Four-lug wheels? On an Italian exotic? I guess that’s the French heritage coming out.
Renault had some three-lug wheels, because spending money for another stud and nut per wheel would be extravagant.
Here in the USA, four-lug wheels denoted the bottom-of-the-range Penalty Box, limping along with a four-or-six popper. And as we know the Merak was…wait a minute…
….Bora also had four-lug wheels. I’d never noticed that.

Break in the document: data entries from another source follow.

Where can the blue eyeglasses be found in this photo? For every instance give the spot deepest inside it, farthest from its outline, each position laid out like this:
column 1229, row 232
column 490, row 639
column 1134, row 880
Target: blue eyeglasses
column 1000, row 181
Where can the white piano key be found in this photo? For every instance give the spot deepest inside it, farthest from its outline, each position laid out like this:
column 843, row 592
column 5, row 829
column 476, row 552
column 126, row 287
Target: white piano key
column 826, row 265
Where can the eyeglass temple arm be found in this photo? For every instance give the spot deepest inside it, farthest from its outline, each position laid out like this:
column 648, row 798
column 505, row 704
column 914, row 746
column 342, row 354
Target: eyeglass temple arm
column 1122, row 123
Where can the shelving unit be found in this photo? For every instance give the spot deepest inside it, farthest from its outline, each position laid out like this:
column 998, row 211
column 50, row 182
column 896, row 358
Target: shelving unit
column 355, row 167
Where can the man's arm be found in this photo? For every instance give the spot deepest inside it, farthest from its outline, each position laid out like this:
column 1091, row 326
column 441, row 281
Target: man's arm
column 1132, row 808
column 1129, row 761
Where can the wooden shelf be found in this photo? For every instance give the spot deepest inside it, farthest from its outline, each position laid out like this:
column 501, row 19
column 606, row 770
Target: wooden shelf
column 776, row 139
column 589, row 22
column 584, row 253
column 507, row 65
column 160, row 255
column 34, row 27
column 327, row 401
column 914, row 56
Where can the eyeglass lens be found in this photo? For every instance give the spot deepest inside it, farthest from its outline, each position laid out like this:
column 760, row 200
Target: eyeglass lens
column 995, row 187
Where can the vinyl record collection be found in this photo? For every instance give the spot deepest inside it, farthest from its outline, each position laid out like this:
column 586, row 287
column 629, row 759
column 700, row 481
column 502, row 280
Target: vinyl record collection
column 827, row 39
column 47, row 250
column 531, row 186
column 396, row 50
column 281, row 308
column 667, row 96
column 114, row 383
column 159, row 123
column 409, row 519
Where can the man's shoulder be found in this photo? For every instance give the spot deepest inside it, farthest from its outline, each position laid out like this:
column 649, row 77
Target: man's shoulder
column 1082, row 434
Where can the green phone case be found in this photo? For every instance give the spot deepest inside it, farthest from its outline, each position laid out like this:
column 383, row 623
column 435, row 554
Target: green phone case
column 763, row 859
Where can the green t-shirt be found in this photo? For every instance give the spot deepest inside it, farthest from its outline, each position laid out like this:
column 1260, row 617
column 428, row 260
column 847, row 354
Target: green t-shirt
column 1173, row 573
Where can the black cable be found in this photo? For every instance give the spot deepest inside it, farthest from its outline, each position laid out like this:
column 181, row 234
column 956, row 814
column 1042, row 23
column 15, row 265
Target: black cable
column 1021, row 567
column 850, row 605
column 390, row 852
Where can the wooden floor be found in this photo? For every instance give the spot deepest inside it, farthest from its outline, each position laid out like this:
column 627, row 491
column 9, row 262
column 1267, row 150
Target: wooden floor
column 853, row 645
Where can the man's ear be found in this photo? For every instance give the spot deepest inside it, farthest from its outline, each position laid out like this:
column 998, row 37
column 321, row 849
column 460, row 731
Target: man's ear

I used to think about that when I was a kid; my parents’ Fox Body Mustangs and Thunderbirds all had four-lug wheels, and I remember that some performance-minded owners would convert them to five-lugs. In reality, has there ever been a documented case where four-lugs weren’t safe? I thought it was cheesy too, but in retrospect…
Good god, it’s got a continental kit! That’s as dispiriting as finding out the Truffaut or Fellini you’ve found online is dumb-down dubbed! I’ve never been entirely convinced that the Merak is such a pretty thing, and the bulge does not assist in its favor.
The gearbox is the five-speed adaptation of the ’50’s box used in the longitudinally-engined front-drive Citroen DS, and isn’t in the middle of the car here: it’s behind the V6 (which is wedged up longitudinally beyond the back seats). How on earth they made the gearchange possible without it being some reverse-pattern weirdy when thus turned about 180 degrees is beyond my limited abilities to contemplate.
L’Argent de Poche (either Small Change or Pocket Money) is Truffaut’s humanist best. It’s no more than a day in the life of a village located in the geographical centre of France in 1976, mainly centred on the kids, but it’s quite wonderful, and has one scene involving a baby that’ll have you scared to death. It is, as it were, his Maserati A6GCS, the finest-looking and hottest car the company ever made.
Strangely, I must now go and satisfy a hankering for pizza with cream freche.
I love his early work “Shoot the Piano Player” as well. Would that be a 3500 GT? 🙂
Nicely done! And yes. (My love of the ’76 film is purely emotional, and I doubt a true aficianado regards it so well, though Roger Ebert did give it his film of the year, so I cling to that like the US insurance lobby once made hideous square rubber bumper boobs cling to US market Meraks).